Ульф Старк - Умеешь ли ты свистеть, Йоханна?
— Мою жену звали Йоханна, — сказал дедушка.
И заговорил о своей жене. У нее были рыжие волосы и синяя шляпка.
— Вот бы мне научиться свистеть! — вздохнул Берра.
Наконец змей был готов.
— Всё, — объявил дедушка. Он был доволен работой.
— Но у него нет хвоста! — напомнил Берра.
Тогда Нильс снял свой галстук и привязал его к змею, крепко-накрепко.
Ни у кого еще не было такого великолепного змея!
Жаль только, запустить его мы не смогли: ветра не было.
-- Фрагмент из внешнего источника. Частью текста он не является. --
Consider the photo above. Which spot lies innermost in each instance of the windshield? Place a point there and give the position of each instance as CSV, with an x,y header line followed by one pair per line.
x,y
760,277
Сколько мы ни бегали с ним, сколько ни подбрасывали – ничего не вышло.
— Не беда, в другой раз обязательно взлетит, — утешал нас дедушка. — А теперь мне пора возвращаться. Что-то я подустал.
Он взял сумку и побрел, не разбирая дороги.
Когда мы пришли в следующий раз, Нильс лежал в постели. На столике у кровати стоял стакан с водой, а в нем – наш цветок, только лепестки у него почти все облетели…
— Ну как, запустили-таки змея? — поинтересовался дедушка.
— Нет, мы ждем настоящего сильного ветра, — ответил Берра. — А ты вот лежишь-полеживаешь. Хорошо тебе!
— Да, сегодня я, пожалуй, лучше полежу и поразмышляю, — прошептал Нильс.
Он лежал и размышлял, а мы сидели на краешке кровати и смотрели на чучело птицы, на золотые часы и не говорили ни слова – минут пять.
— Я тоже люблю поразмышлять, — не утерпел Берра.
— Ну, и о чем же ты сейчас размышляешь? — спросил дедушка.
— О том, что ты больше всего любил делать, когда был маленьким.
Дедушка почесал подбородок – теперь на нем красовались уже два пластыря – и задумался.
— Пожалуй, больше всего я любил воровать вишни. Опасная это была затея, но увлекательная.
— А я думаю: хорошо бы мне выучиться свистеть, — признался Берра.
Дедушка показал Берре, как надо свистеть: как складывать губы, где должен быть язык.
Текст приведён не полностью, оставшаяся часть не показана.